Doğumdan sonra ineklerin beslenmeleri ve gruplandırılmalarında farklı stratejiler uygulanmaktadır. Bazı çiftliklerde yeni doğuran hayvanlar, ağız sütlerinin sağıldığı ve bakımların yapıldığı doğumhanede geçirecekleri 3-4 günlük dönemden sonra direk yüksek verimli ineklerin grubuna alınmaktadırlar. Bazı çiftliklerde ise inekler doğumdan sonra geçiş dönemini kapsayan ilk 3-4 haftalık dönem için oluşturulan yeni doğuran grubunda tutulmaktadırlar.

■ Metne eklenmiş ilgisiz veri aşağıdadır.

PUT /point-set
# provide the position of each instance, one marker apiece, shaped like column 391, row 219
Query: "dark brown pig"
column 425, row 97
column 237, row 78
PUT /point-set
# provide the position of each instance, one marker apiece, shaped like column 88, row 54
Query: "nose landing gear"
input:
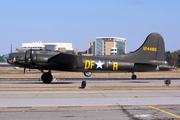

Çiftlikte yeni doğuran grubunun oluşturulmasının ve doğumdan sonraki 3-4 haftalık dönemde hayvanların bir adaptasyon grubunda tutulmasının birçok avantajı bulunmaktadır. Bunları şöyle sıralayabiliriz :
Yeni Doğuran Hayvanların Beslenmesinde Bazı Önemli Faktörler
Yeni doğuran hayvanların kuru madde tüketimleri oldukça düşüktür. Doğumdan sonraki ilk günlerde daha düşük olmakla birlikte, ilk bir ay içerisinde 18-20 kg’ı geçemez. Bu nedenle yüksek verimli ve hızlı pik verime ulaşmakta olan ineklerin enerji gereksinimlerini tüketilebilen bu düşük kuru madde ile karşılamak zordur. Yüksek verimli inekler bu dönemde enerji ihtiyaçlarını karşılayamazlar ve negatif enerji dengesine girerler. İneklerin bu dönemde bir miktar kondisyon kaybetmeleri normaldir ve ineklerin doğumdan sonraki ilk 10 hafta içerisinde 1 kondisyon kaybetmeleri normal karşılanır. Ancak kondisyon kaybı çok hızlı ve aşırı düzeyde olursa bir çok metabolik hastalık ve döl verimi kaybı oluşur. Hayvanlar pik verime ulaşamazlar ve bu da toplam laktasyon verimini ciddi şekilde etkiler. Hayvanın kabiliyeti olan pik düzeydeki verimden her 1 kg daha düşük pik verime ulaşması bir laktasyon döneminde yaklaşık 225-250 kg civarında daha az süt elde edilmesine neden olur. Buradan birkaç kilogramlık pik verim kaybının toplamda ne kadar fazla süt kaybına neden olacağı tahmin edilebilir.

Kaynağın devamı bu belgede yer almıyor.